Nadie quiere morirse, aunque vivir en este mundo cada día, es más denigrante. Salir de éste e ir al otro, del que siempre nos han hecho creer que es como Isla Mágica o Disney World, es caer, estúpidamente, en el espejismo de una imagen, de tartita de cumpleaños, con la que convivimos desde que somos sacados del mismísimo útero.

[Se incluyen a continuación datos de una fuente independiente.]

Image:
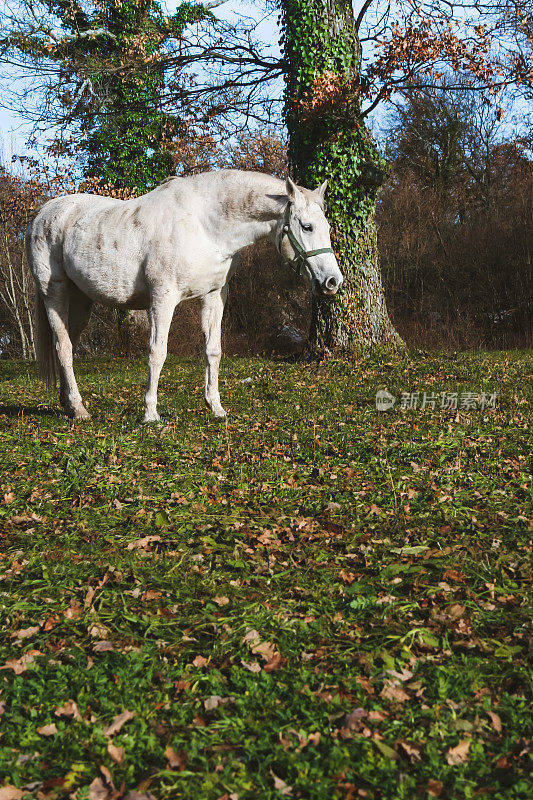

Y siguiendo con lo novelesco, también nos han contado que iniciar el camino al más allá, es como traspasar una puerta y emprender un viaje al que, en verdad, nos llevan, pues ninguno lo hace por propia voluntad, a no ser que la desesperación nos enloquezca y a la existencia no valga la pena dedicarle un segundo. Son momentos excepcionales donde transgredimos las normas, claro que si de lo que se trata es de evadirnos, como hacían los románticos, no hay que tomárselo tan a pecho, pues ahí están los alucinógenos para echarnos una ayudita.
Tomar la autovía (ésta no empieza en la Marina ni acaba en Rabat) que nos conduce al más allá, es como agregarse a la Ruta Quetzal, el chollo, desde hace años, de la familia De la Cuadra Salcedo; o mejor, subirse al divertido tren de las escobas, el de las ferias, y que las continuas sorpresas sublimen nuestras culpas. Visto así el viaje a emprender, hasta puede resultar divertido. Pero sin olvidar nunca lo trascendental del hecho de morir, pues es la mayor experiencia que es ser humano tiene de la soledad. El que muere, siempre se sentirá solo, por muchas plañideras que en esos momentos acompañen al duelo.
En ciertas culturas, el viaje a Ultratumba se explica como si penetrásemos por una grieta estrecha de una escarpada roca (otro útero), o no adentrásemos en un cráter.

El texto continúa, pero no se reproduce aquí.